Personal information
- Full name: Hussein Sultan Mesaud Al Idrissy
- Date of birth: 23 September 1985 (age 40)
- Place of birth: Zuwarah, Libya
- Height: 1.73 m (5 ft 8 in)
- Position: Midfielder

Senior career*
- Years: Team / Apps / (Gls)
- 2004–2009: Aljazeera
- 2009–2011: Al Ahli Tripoli
- 2011–2013: ES Zarzis / 13 / (2)
- 2013–2015: Al-Ahly Benghazi

International career
- 2007–2010: Libya / 3 / (0)

= Hussein Al Idrissy =

Libyan footballer (born 1985)

Hussein Sultan Mesaud Al Idrissy (Arabic: حسين الإدريسي; born 23 September 1985) is a Libyan former professional footballer who played as a midfielder. He represented the Libya national team and played club football in Libya and Tunisia, most notably for ES Zarzis in the Tunisian Ligue Professionnelle 1.

==Early life==
Al Idrissy was born on 23 September 1985 in Zuwarah, Libya.
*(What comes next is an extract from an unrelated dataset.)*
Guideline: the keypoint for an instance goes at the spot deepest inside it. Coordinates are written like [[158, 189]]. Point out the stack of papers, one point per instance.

He began his football career in Libya before moving abroad to continue his professional career.

==Club career==
Al Idrissy started his senior career with Aljazeera SC in 2004, where he played until 2009. He later joined Al Ahli Tripoli, one of Libya's prominent football clubs, where he played from 2009 to 2011.

In 2011, Al Idrissy moved to Tunisia to join ES Zarzis. During his time with the club, he made 13 appearances and scored two goals in the Tunisian Ligue Professionnelle 1.

He returned to Libya in 2013, joining Al-Ahly Benghazi, where he played until 2015.

==International career==
Al Idrissy represented the Libya national team between 2007 and 2010. He made three international appearances and did not score any goals for the national side.

==Playing style==
Al Idrissy played primarily as a midfielder. His career included experience in both Libyan domestic football and the Tunisian top division.